The venue for dinner was a small restaurant and marquee on the river, with a view of the Statue of Liberty and the Eiffel Tower. Danny Sullivan (of SearchEngineLand.com) was behind me in the queue for name badges. Danny overheard me stating my name and publication, joked that Google Blogoscoped wasn’t really a publication and introduced himself. Danny and I then shared a table with a member of Google’s PR team in India and a few newspaper reporters from Paris, Israel, Turkey and India. The food selection was pretty impressive; canapés on arrival (including a rather disgusting combination of chocolate, foie gras and what I think was some kind of cherry jelly or liqueur), a choice of terrines for starter, duck breast in a creamy mushroom sauce served with vegetables and some kind of bulgur-wheat-like substance for main course, and then a wonderful variety of desserts. After plenty of talking, listening, eating and drinking, we headed back to get some rest before our early start the following day.
Having picked up an agenda for Press Day, I thought I’d go back to the hotel, connect to the Wi-Fi and make a post about the evening. That’s when I found out that (a) the Wi-Fi wasn’t free and (b) the Wi-Fi didn’t work. So, I reluctantly paid €8 for a card which gave me 60 minutes of Internet time in the hotel lobby and battled with the French keyboard to post the agenda. Other than the annoying French keyboard, the Internet kiosk was a normal Windows 98 PC that had been locked down with software so that you had to enter the code from the card to use the Internet from its restricted browser. Except, as I learned while I was making my post, you could simply press Ctrl+N to circumvent the software completely and open a new, clean Internet Explorer window – even when your paid-for Internet time is up!
After a terrible night’s sleep (too noisy with the window open; too hot with the window closed) I was taken by coach to Google Press Day 2007 to start my live-blogging. When I arrived, I looked for a seat near the front with a power socket nearby because my laptop only has a battery life of around two hours and the day was going to last about four hours. Luckily, I managed to find a socket to give my laptop a recharge during the morning break and lunch hour. Throughout the day, the Wi-Fi was a bit flaky, as was most of the electrical equipment after a member of the catering staff managed to make a table collapse that was supporting loads of glasses and a few large vases, smashing them all and causing water to drip through the ceiling of the room below, directly above the stage, the lighting rig, projectors, microphones, laptop and front two rows of seating!

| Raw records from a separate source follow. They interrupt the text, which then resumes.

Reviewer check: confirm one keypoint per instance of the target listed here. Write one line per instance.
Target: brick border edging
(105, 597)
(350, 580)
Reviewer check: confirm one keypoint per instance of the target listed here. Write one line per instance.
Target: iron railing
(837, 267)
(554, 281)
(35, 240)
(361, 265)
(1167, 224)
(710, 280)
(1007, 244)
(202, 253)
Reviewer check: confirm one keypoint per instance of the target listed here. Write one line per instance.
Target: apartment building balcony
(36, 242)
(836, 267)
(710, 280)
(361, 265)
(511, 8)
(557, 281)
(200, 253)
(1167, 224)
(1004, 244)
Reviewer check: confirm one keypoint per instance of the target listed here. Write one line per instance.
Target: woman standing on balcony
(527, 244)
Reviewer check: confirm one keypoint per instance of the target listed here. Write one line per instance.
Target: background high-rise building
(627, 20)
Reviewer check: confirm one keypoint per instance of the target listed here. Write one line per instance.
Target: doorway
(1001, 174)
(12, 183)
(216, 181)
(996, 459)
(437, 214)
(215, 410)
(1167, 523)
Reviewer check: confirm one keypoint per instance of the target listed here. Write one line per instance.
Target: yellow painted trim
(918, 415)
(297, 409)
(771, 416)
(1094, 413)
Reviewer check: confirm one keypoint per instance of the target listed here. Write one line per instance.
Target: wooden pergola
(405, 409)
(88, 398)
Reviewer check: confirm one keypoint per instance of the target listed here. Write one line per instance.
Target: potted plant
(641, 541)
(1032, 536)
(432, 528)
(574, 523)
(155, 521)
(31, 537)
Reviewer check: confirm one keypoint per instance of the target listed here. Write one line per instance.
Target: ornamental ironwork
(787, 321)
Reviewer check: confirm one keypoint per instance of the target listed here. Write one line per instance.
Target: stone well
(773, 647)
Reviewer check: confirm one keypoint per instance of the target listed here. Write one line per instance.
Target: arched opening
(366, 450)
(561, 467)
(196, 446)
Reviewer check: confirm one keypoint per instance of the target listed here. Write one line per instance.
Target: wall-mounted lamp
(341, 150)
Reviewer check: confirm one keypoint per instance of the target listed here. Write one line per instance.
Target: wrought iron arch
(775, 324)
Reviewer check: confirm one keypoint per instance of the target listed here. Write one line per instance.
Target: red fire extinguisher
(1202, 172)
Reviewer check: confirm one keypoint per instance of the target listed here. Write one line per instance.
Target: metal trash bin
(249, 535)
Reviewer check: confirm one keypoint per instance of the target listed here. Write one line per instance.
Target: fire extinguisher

After four hours of live-blogging, taking photos and asking questions, Press Day was finally over and a coach took us to the airport, where I managed to catch a well-deserved power nap. My flight home was then delayed by an hour or so (again) due to thunderstorms and lightning in Paris, which meant I had to get a later train from Manchester Airport to Sheffield and eventually arrived home at around 01:30.
What a busy couple of days, eh? I saw Cherry Ghost, experienced a bit of Paris, met Danny Sullivan, got a photo with Marissa Mayer, asked Eric Schmidt some questions, saw a real iPhone (when Eric whipped his out of his pocket for a few seconds just to show off) and had a brilliant time at Google’s first Press Day in Europe and my first attempt at live-blogging from an event!
Many, many thanks for sending me Philipp!
Update: 23 June 2007 (10:54)
I’ve now uploaded all my photos to Flickr and added some links to them in the post.